Thinking Out Loud By Tom Vol. 3
One issue that organizations are often interested in is how to organize analytics. In this post I’ll describe five different organizational models; surely one of them will fit your organization.
First there is the totally centralized model, in which a group of analysts in a central function serve the entire organization. The strengths of this model—which, as I pointed out in the last post, is growing—include the ability to work on cross-functional projects, the ability to share ideas, and the ability to assign analysts efficiently out of a central pool. The downside is a potential unresponsiveness to the needs of the business, so other mechanisms (see the last post) will have to be adopted to address that issue. Companies primarily employing this centralized model include Procter & Gamble, UPS, Expedia, and United Airlines. The analytical function may report to IT, strategy, or a corporate services function.

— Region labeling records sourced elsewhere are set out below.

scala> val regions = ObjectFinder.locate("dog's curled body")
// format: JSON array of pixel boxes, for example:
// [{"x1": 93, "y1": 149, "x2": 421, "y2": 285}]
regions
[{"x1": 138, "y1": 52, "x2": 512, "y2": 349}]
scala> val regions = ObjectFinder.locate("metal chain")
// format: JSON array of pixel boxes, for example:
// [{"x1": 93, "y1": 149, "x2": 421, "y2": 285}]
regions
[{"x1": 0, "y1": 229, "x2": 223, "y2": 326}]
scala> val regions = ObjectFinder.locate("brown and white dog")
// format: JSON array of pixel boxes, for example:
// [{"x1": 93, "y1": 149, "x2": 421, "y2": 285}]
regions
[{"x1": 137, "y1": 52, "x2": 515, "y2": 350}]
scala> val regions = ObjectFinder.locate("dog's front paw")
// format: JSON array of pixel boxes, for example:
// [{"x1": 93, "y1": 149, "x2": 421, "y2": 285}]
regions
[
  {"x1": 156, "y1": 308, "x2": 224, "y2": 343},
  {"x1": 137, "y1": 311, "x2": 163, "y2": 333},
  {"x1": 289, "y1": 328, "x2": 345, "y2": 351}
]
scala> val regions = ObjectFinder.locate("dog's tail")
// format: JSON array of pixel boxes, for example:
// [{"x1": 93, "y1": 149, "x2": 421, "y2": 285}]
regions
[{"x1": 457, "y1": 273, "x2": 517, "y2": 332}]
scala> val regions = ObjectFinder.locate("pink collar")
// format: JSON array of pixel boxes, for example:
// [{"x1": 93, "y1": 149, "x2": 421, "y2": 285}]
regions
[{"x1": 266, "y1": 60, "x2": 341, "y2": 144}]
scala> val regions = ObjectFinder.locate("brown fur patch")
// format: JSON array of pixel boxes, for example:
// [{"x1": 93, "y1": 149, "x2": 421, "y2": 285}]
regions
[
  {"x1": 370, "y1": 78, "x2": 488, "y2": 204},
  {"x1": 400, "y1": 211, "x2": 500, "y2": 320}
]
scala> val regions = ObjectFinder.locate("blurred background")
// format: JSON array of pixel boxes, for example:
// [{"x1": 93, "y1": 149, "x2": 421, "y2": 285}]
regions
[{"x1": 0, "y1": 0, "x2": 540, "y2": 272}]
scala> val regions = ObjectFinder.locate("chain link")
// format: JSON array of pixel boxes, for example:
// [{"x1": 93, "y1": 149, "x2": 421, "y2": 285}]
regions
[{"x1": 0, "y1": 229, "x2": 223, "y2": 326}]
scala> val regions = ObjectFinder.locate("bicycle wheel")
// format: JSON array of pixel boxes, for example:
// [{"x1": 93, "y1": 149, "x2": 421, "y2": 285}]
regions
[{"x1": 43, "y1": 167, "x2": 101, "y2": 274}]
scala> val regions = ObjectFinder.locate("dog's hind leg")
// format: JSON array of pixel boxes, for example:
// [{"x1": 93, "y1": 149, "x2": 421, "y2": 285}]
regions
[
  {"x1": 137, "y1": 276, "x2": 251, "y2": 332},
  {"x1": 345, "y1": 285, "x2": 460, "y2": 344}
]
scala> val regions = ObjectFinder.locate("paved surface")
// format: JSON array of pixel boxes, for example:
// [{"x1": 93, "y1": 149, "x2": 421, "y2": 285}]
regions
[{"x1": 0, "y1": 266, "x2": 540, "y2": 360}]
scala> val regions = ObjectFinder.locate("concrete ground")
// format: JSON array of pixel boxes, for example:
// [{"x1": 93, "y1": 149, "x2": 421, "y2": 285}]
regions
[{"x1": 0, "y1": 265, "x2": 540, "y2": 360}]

A variation on the centralized model is the consulting model, in which analysts are centralized, but are expected to recover their costs by charging for their time. The chargeback process does ensure that someone in the business finds the analysts’ services to be of value. However, it may also prevent analysts from working on the organization’s most strategic analytical problems. Just because someone can pay doesn’t mean their problem is important. Schneider National and Disney have this model in place.
A somewhat less centralized approach—but still with some enterprise-level coordination—is the center of excellence model. In this structure, analysts are based in business units, but their activities are coordinated by a small central group. The CoEs are typically responsible for issues such as training, adoption of analytical tools, and facilitating communication among analysts. Bank of America, Citigroup, and Kimberly-Clark have this model, though the latter is primarily focused on business intelligence more broadly. This is an analytical version of the Gartner- promoted “business intelligence competency center.”
The functional model puts analysts primarily within the function that dominates analytical activity within an organization. If almost all the analytical work supports marketing, for example, then why not make most or all analysts part of that function? The bad news with this model is that it may limit the ability to expand analytical work to other functions that could benefit from it. Fidelity Investments (in customer relationships) and Harrah’s (in marketing) are two organizations that have adopted this model as the primary home for analysts.
Finally, there is the fully dispersed model, in which analysts are spread throughout an organization with no vehicle for collaboration or coordination. While all the other models have some rational justification, I’m not sure this one does. It usually means that the senior management of the organization doesn’t recognize the importance of analytics. Of course, it does ensure that the different functions and units get what they need, but it’s suboptimal for enterprise applications of analytics. Since I’ve criticized it, I won’t name any adopters of this model—but there are plenty of them.